年後の1862年、長崎で59歳の生涯を終えています。
幕府医師に登用された名医・戸塚晴海
戸塚静海(とつかせいかい)は1799年、遠江国(静岡県)の医者の家に生まれます。
蘭学を学ぼうと、17歳で江戸に渡り、25歳の時に長崎へ出て鳴滝塾に入門。
外科医としての腕を磨きます。
シーボルト事件の際、他の門下生とともに捕らえられ、数か月間幽閉されています。
シーボルトが追放された後、長崎で医学を教えていましたが、やがて江戸へ。
薩摩のカリスマ藩主・島津斉彬から信頼され、薩摩藩の藩医を務めるなど、鳴滝で身につけた医学の技術を存分に発揮していきます。
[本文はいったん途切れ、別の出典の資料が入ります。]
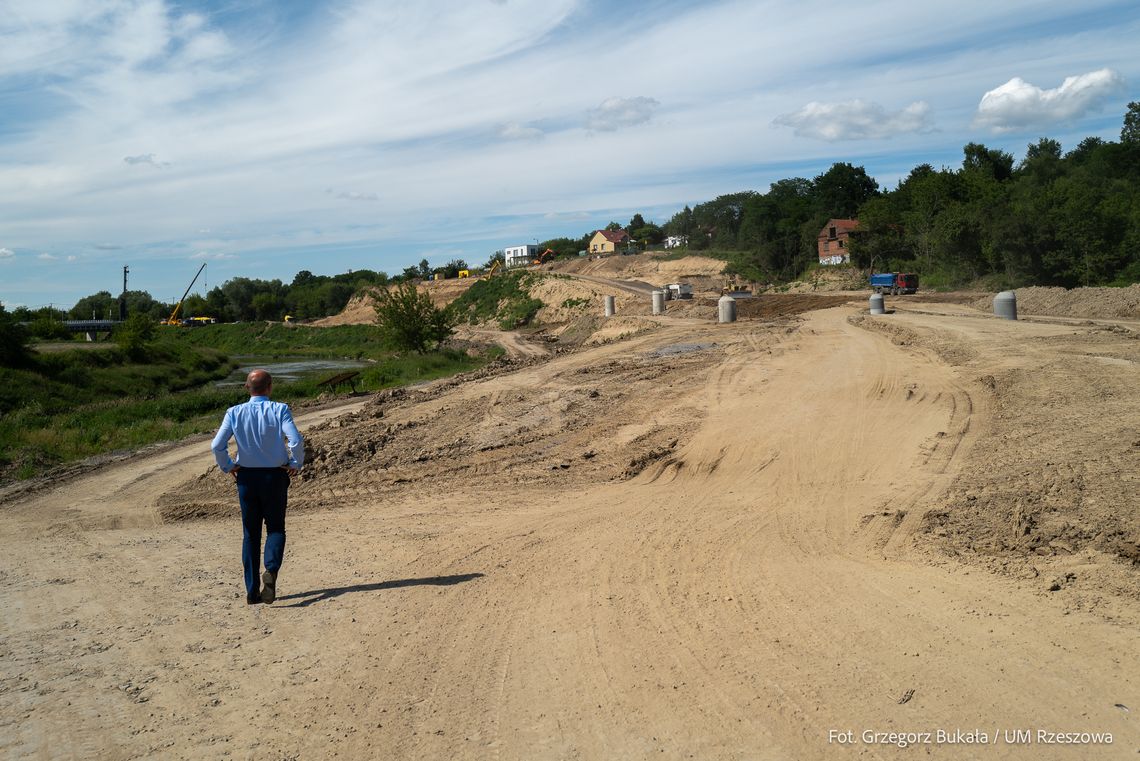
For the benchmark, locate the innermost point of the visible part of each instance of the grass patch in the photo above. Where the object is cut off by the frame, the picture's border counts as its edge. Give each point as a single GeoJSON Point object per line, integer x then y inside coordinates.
{"type": "Point", "coordinates": [276, 340]}
{"type": "Point", "coordinates": [504, 299]}
{"type": "Point", "coordinates": [68, 406]}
斉彬が亡くなった後、幕府の官医に登用され、第13代将軍徳川家定の侍医に。
法印(ほういん)という最上位の称号を与えられます。
その後も、江戸の医学のために尽力。
1876年(明治9年)、78歳でこの世を去っています
お玉ヶ池種痘所設立に尽力・伊東玄朴
伊東玄朴は1801年、今の佐賀県・備前国に生まれます。
由緒ある家に生まれますが、玄朴が生まれた頃は貧しい農家でした。
玄朴は佐賀藩士・伊東家の養子になります。
23歳で佐賀藩医に弟子入りし、その後鳴滝塾に入門し、長崎で医学を学びます。
1826年にはシーボルトの江戸参府に同行し、玄朴はそのまま江戸に残りました。
江戸で学ぶ蘭学者たちと交流を深めたそうです。
1831年には佐賀藩医として鍋島家に召し抱えられます。
伊東玄朴は種痘の普及に尽力したことでも有名です。
種痘とは天然痘の予防接種のことです。
原木は長崎からもたらされた牛痘苗を用いた接種に成功、1858年に神田にお玉ヶ池種痘所を設立します。
同じ頃前述の戸塚晴海と共に幕府奥医師となり活躍しました。
1871年(永治4年)72歳でこの世を去りました。
まとめ
シーボルト記念館で知ったシーボルトの偉業が凄すぎて、記録するのに4日間もかかってしまいました。
色々驚いたことばかりでしたが、中でも一番驚いたのはオランダの息子さんたちの日本との関わり、というか日本での活躍です。
井上馨の秘書って!大森貝塚の発掘って!意外なことばかりで、本当にシーボルト博物館、面白かったです。
ますますライデンのシーボルト記念館に行きたくなってきました。